Bruno Blüggel von der Universitätsbibliothek Greifswald in der Bibliothek des Geistlichen Ministeriums zeigt zusammen mit Gisela Ros und Claus Wiggers ein mittelalterliches Handschriftenbuch.

xyzAlle Bände wurden im Vorgängerprojekt der „Manuscripta Mediaevalia“ registriert und katalogisiert, jedoch noch nicht digitalisiert. Die „Manuscripta Mediaevalia“ wurde im Dezember 2023 eingestellt. Die Digitalisierung der bereits katalogisierten Handschriften geschah in Greifswald erst ab 2019 in einem neuen von der Deutschen Forschungsgemeinschaft geförderten Projekt.

Restaurierung und Digitalisierung

„Hier in Mecklenburg-Vorpommern gehen immer zwei Projekte Hand in Hand. Zum einen die Restaurierung der Bände, zum anderen die anschließende Digitalisierung. Da waren wir bundesweit Vorreiter“, erklärt er weiter.
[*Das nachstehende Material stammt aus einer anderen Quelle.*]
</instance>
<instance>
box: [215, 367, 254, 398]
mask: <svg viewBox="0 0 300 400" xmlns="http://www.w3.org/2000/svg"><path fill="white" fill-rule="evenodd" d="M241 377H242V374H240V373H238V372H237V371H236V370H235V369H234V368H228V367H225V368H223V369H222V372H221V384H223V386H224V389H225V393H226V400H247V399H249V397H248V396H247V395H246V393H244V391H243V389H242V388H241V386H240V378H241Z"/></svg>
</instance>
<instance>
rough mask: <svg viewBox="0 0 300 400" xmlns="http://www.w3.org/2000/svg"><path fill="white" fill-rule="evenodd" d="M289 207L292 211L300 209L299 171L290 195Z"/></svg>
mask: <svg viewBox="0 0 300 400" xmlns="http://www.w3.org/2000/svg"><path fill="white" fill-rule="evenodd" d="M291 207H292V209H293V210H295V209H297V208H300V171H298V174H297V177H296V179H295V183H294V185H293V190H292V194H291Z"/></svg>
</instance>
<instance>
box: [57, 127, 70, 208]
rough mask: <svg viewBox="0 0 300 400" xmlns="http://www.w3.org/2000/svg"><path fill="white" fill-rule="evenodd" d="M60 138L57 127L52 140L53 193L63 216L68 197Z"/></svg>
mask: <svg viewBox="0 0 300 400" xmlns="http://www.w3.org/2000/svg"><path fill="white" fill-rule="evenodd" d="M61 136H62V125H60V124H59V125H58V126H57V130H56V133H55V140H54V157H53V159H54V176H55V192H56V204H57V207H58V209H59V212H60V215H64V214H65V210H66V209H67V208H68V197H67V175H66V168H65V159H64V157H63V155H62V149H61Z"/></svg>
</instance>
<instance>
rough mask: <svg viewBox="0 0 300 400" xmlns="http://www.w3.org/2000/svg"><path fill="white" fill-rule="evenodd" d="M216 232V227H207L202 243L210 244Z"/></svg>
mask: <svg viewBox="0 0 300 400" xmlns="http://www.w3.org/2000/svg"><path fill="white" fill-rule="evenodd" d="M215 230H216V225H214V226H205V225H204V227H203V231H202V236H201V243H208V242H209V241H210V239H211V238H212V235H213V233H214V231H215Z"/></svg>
Bei der Frage, welches Buch aus der Bibliothek des Geistlichen Ministeriums nun das wertvollste ist, wird der Wissenschaftler vorsichtig: „Es ist die Frage, für wen die Handschrift wertvoll ist. Wertvoll ist nur das, was die Wissenschaft auch interessiert. Hier im Dom gibt es eine Handschrift von 1250. Das ist eine Gesetzessammlung, eine Mitschrift, die bei Lesungen an der Sorbonne in Paris entstand. Paris war damals die führende Universität für Theologie. Ein Pendant dazu gibt es auch in Stralsund.“

Das Handschriftenportal (HSP) – das zentrale Online-Portal für handgeschriebene Bücher aus Mittelalter und Neuzeit – ist über www.handschriftenportal.de erreichbar.